A storm of controversy is being generated by Kenyan President Mwai Kibaki's recent statement that the 15 political parties making up his coalition government are now obsolete.
The headline in one of Kenya's major daily newspapers screams out, "Is there a plot to topple Kibaki?" while another speaks of government officials getting rid of the files of parties belonging to the coalition government.
These are the latest reactions to President Kibaki's statement Monday that the political parties comprising Kenya's National Rainbow Coalition government stopped existing once they joined the coalition and have been merged in one.
He said the names of the 15 political parties in the coalition government are no longer officially registered.
The president declared he and his coalition government stand for unity, in apparent reference to the power struggles and infighting between parties in the government.
Analysts say the subject is a touchy. Political parties joined forces last year, specifically to defeat former President Daniel arap Moi and the ruling Kenya African National Union government. KANU had ruled Kenya since the country's independence in 1963.
Since last December's election, infighting has increased, as prominent politicians have been jostling to create and fill the newly created position of prime minister. Also controversial is the re-distribution of powers between the president and the future prime minister.
One of the key coalition players, the Liberal Democratic Party, has been particularly critical of President Kibaki.
Assistant Labor Minister and LDP official Peter Odoyo says he welcomes President Kibaki's aim of bringing unity into the government, but disagrees with the method.
"To try and forcibly encourage people to wind up may not necessarily achieve the unity that we are looking for," said Mr. Odoyo.
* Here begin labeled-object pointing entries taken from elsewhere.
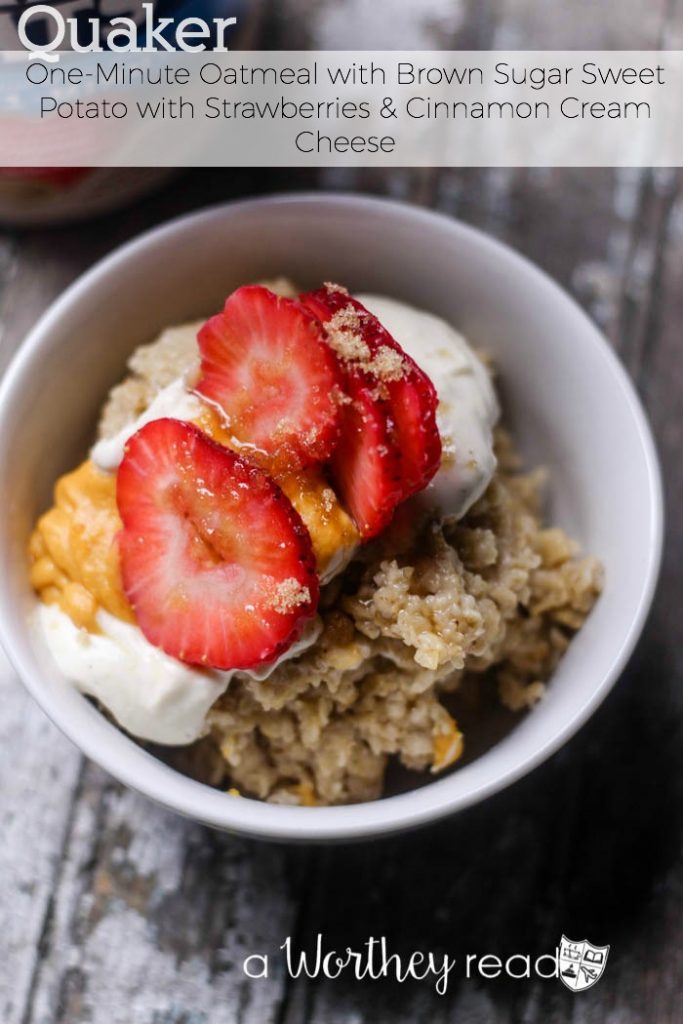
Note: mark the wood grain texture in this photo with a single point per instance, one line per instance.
(115, 911)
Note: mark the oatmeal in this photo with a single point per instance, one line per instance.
(311, 629)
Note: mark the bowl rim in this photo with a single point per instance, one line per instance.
(197, 801)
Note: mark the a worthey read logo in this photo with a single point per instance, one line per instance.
(581, 964)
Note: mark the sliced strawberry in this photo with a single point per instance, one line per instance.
(366, 464)
(266, 365)
(410, 392)
(215, 561)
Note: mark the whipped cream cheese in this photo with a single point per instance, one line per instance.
(151, 694)
(468, 409)
(155, 696)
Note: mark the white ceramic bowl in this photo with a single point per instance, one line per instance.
(566, 397)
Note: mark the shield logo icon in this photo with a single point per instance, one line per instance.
(581, 964)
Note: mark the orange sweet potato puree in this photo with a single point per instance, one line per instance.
(75, 558)
(73, 550)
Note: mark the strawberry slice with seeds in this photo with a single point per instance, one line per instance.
(266, 365)
(366, 346)
(366, 464)
(215, 561)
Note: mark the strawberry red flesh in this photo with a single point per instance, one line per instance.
(266, 365)
(366, 465)
(215, 561)
(410, 393)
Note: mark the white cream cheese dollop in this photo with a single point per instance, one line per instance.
(468, 409)
(150, 693)
(155, 696)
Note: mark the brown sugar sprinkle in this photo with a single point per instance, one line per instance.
(344, 335)
(289, 595)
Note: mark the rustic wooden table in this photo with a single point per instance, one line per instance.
(115, 911)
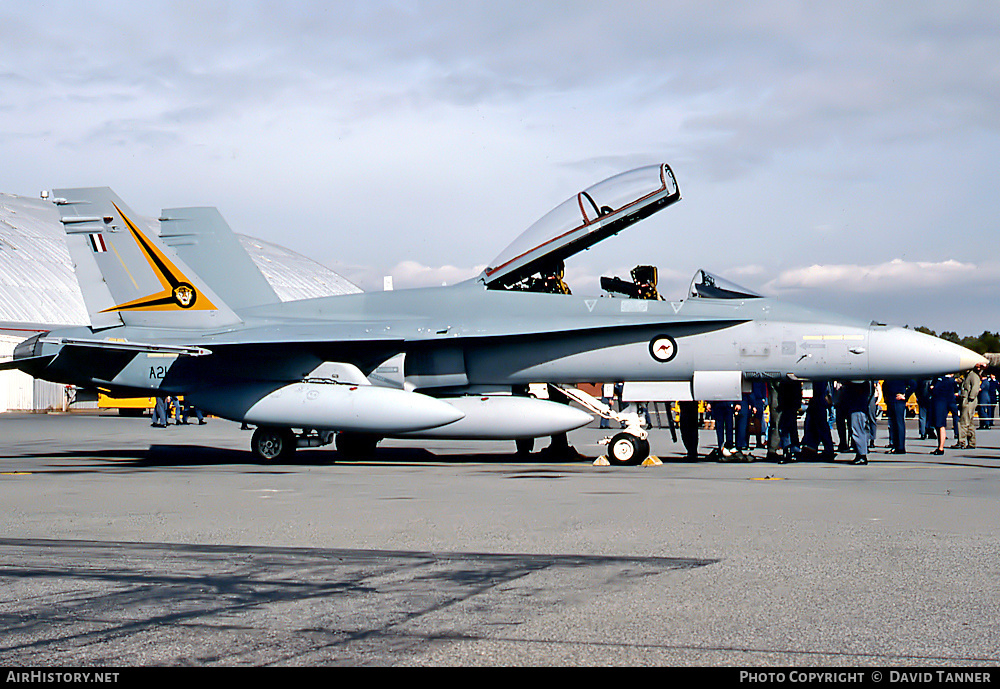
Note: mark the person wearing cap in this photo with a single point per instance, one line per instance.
(967, 400)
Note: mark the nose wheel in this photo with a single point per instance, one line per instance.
(626, 449)
(273, 444)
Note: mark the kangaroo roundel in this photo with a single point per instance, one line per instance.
(663, 348)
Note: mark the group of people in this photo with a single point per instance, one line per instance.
(851, 407)
(182, 412)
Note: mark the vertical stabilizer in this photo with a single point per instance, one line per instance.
(127, 275)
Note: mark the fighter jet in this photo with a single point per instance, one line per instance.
(447, 362)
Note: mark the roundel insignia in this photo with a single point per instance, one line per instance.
(663, 348)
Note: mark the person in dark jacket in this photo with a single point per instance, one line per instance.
(855, 398)
(817, 424)
(896, 392)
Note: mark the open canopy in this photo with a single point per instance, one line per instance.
(581, 221)
(705, 285)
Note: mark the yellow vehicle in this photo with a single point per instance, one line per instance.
(130, 406)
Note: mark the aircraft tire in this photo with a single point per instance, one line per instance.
(356, 445)
(626, 449)
(273, 444)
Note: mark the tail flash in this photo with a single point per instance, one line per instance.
(125, 272)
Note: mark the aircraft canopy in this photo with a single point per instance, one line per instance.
(705, 285)
(586, 218)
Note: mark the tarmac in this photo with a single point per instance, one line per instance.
(126, 545)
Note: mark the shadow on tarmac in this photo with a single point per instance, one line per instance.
(161, 603)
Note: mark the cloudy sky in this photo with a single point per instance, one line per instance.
(835, 154)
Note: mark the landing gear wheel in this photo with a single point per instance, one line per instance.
(357, 445)
(627, 450)
(273, 444)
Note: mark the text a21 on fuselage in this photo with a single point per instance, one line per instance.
(448, 362)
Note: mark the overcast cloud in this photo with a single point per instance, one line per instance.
(838, 154)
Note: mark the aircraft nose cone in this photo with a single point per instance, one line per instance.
(899, 352)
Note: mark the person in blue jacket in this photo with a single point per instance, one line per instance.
(943, 391)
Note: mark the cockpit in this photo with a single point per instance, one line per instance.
(534, 262)
(535, 259)
(705, 285)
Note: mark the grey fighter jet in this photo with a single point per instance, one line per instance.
(448, 362)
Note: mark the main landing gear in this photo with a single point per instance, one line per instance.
(272, 445)
(628, 448)
(625, 449)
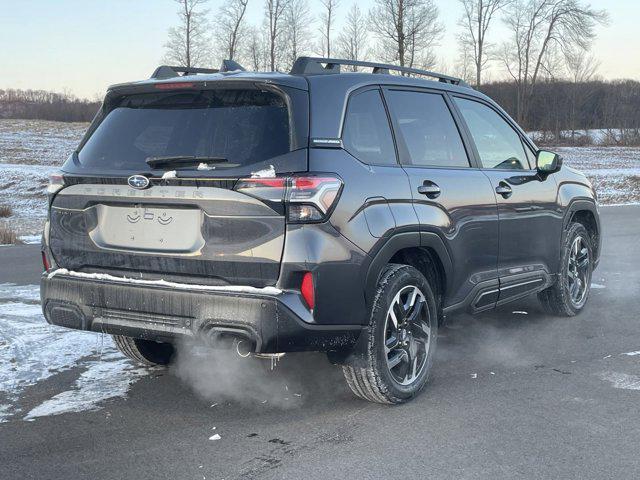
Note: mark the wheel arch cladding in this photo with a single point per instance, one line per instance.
(586, 213)
(426, 253)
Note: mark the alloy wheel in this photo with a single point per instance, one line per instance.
(407, 337)
(578, 271)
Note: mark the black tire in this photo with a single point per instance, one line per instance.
(372, 378)
(559, 299)
(144, 352)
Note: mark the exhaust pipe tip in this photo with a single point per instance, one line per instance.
(227, 338)
(244, 348)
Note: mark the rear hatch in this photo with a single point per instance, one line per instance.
(195, 144)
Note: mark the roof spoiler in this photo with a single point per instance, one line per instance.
(164, 71)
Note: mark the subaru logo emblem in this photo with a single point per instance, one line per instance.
(138, 181)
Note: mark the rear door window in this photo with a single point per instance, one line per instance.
(244, 126)
(427, 127)
(498, 144)
(367, 134)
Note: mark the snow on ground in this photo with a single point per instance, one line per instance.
(31, 149)
(32, 351)
(595, 136)
(38, 142)
(614, 171)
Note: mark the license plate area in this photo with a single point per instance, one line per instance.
(142, 229)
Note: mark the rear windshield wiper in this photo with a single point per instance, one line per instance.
(183, 161)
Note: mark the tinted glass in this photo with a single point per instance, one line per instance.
(428, 129)
(498, 144)
(243, 126)
(367, 134)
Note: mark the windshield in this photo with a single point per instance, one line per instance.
(244, 126)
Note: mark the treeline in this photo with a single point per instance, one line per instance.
(560, 109)
(43, 105)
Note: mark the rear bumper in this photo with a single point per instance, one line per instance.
(273, 323)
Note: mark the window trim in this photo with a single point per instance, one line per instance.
(343, 123)
(518, 131)
(403, 150)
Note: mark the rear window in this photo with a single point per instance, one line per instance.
(245, 126)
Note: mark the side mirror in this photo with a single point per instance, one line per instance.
(548, 162)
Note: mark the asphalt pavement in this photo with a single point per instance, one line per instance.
(514, 394)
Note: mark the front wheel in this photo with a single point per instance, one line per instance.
(403, 329)
(144, 352)
(568, 296)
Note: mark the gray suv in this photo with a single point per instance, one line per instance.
(319, 210)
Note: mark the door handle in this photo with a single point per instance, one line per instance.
(430, 189)
(504, 190)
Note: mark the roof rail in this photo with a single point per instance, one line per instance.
(164, 71)
(324, 66)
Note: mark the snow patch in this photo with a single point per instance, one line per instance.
(31, 239)
(163, 283)
(32, 351)
(622, 381)
(109, 377)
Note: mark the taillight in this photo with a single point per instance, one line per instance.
(308, 198)
(307, 290)
(312, 198)
(174, 86)
(56, 182)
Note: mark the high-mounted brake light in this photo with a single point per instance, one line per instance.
(309, 198)
(174, 86)
(56, 182)
(308, 291)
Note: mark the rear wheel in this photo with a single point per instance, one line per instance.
(145, 352)
(403, 329)
(568, 296)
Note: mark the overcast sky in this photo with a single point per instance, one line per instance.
(82, 46)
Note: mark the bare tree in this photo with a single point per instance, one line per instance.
(581, 67)
(538, 26)
(475, 21)
(407, 30)
(188, 43)
(352, 41)
(230, 27)
(327, 19)
(274, 19)
(256, 51)
(297, 32)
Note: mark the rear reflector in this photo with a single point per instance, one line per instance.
(307, 290)
(174, 86)
(56, 182)
(45, 262)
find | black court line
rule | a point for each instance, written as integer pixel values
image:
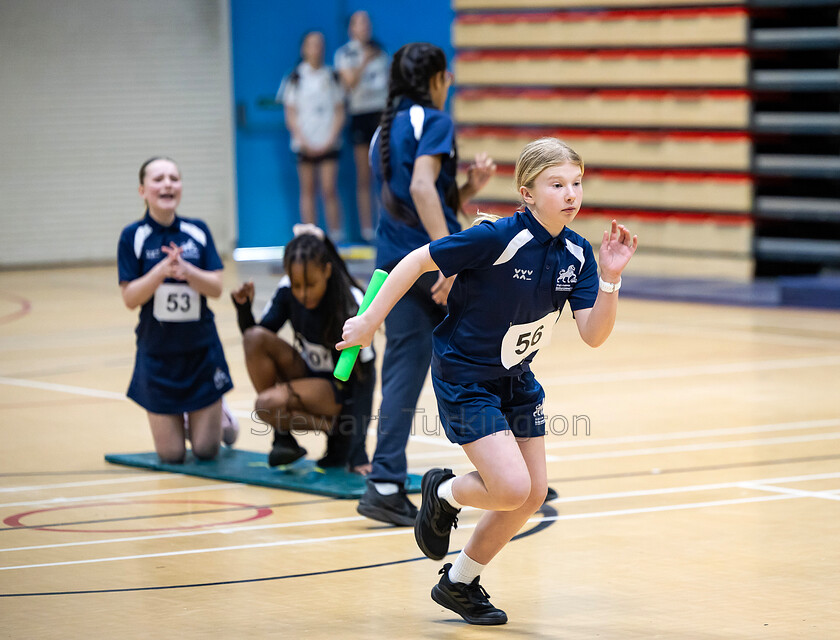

Among those who side with the president is Gender, Sports, Culture and Social Services Minister Najib Balala, who is also an LDP member. He told The Daily Nation, "That is the reality. We were all elected to Parliament through the NARC umbrella, not any other party".
Economic analyst and commentator Robert Shaw says President Kibaki's unification moves are likely to bring more division and turmoil to the fractious government.
"At face value, the statement is very significant, or appears to be because, basically, it is saying to people you either line up as one or else you go your own way," he said.
Mr. Shaw says the infighting is diverting the government's attention from broader, more serious issues, such as how to revitalize the country's ailing economy.
But he says it is too early to tell what the long-term impact of the president's controversial move will be.